The right tool for the job
Passenger Assistance was assiduously co-designed alongside staff members from some of Britain’s major rail franchises over a three- and half-year period, including South Western Railway and West Midlands Railway.
The intention was to identify the most pressing pain points preventing staff from delivering a consistent service.
In addition to crucial real-time notifications, the app also allows railway staff to manage passenger assistance workflow, such as assigning and taking over different tasks.
“Previously, when staff failed to provide assistance, it was easy to blame the staff member and believe they’re not doing a good job,” says Shen.
“However, we saw from spending days and days out in the field and talking to workers on the frontline that they are some of the most hard-working people you could ever meet,” he continues.
“But relying on emails and faxes in such a fast-moving, dynamic environment is never going to work.
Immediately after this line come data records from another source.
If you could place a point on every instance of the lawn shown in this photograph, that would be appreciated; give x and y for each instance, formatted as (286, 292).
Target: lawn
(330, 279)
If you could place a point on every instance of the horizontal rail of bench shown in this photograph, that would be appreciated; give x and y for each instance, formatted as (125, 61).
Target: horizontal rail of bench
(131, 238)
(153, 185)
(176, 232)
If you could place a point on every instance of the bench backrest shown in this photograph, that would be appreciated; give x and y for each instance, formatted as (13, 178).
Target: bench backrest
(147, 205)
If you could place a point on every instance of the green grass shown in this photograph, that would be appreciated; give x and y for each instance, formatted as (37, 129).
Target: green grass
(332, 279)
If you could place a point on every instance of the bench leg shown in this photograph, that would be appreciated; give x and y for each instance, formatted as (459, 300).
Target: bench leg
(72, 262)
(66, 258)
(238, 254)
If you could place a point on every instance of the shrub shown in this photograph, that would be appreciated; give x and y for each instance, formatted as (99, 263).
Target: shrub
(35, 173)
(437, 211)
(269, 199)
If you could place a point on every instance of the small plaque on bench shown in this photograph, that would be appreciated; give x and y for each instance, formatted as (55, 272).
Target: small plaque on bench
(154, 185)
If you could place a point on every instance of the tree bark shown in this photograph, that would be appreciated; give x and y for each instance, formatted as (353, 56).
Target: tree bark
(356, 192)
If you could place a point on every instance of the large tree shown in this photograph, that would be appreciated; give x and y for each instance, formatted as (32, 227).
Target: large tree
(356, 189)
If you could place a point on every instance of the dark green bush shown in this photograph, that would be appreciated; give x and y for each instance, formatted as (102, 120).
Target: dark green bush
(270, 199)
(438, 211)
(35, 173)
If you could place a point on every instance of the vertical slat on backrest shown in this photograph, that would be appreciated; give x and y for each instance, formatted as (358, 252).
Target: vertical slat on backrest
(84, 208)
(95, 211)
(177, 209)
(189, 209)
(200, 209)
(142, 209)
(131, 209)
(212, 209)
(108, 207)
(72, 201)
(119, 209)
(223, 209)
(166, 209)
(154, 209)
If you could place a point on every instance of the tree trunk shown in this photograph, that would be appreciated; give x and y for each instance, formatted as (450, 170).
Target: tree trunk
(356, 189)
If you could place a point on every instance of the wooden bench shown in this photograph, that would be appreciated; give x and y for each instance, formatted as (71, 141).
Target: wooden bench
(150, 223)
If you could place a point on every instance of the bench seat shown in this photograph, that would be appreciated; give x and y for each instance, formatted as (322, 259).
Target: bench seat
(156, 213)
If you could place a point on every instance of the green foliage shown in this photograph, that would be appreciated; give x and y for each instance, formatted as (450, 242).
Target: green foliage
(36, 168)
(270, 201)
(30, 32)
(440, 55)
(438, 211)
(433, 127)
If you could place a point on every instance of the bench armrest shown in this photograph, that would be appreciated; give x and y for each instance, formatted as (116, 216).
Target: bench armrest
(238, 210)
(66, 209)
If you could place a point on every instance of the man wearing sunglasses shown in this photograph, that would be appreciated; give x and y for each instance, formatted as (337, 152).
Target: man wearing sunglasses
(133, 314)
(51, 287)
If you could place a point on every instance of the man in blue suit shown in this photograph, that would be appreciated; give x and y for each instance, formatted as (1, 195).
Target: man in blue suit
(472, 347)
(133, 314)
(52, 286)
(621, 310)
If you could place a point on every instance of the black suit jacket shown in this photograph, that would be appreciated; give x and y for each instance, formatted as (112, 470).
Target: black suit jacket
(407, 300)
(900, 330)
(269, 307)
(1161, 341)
They’ve just not had the right technology and resource management system in place to help them resolve this fundamental issue of leaving passengers stranded on platforms.”
A smoother journey ahead
Over the longer term, Shen would like to see Transreport evolve into a wider Mobility as a Service (MaaS) platform providing door-to-door journey planning and booking, incorporating different modes of transport.
For now, the company is maintaining a tighter focus on refining its Passenger Assistance app and is investigating the possibility of bringing in enhanced features like a personal messaging facility between the passenger and guard.
With the Williams Rail Review into the future of Britain’s railway network published this past May, which included accessibility within its remit, and the EU’s recent Turn-up-and-go campaign to end lengthy pre-notification periods for travelers with disabilities, Transreport’s entry into the fray is certainly timely.
In the months to come, as society continues to emerge from the pandemic restrictions, it remains to be seen whether commuters develop a heightened awareness of their fellow passengers.
It is, perhaps, not an unsafe bet to presume that the default of most travelers being obliviously glued to their phone screen will prevail and pick up from where it left off at the start of 2020.
Nonetheless, all passengers would do well to remember that fair access to transport remains at the bleeding edge of inclusion and is not necessarily binary in terms of who it applies to.
“There are always going to be people with temporary injuries and pregnant women,” says Shen.
“In the end, we’ve all got to grow old and the day will come when, one way or the other, we will all need our own travel assistance, whatever that might look like.”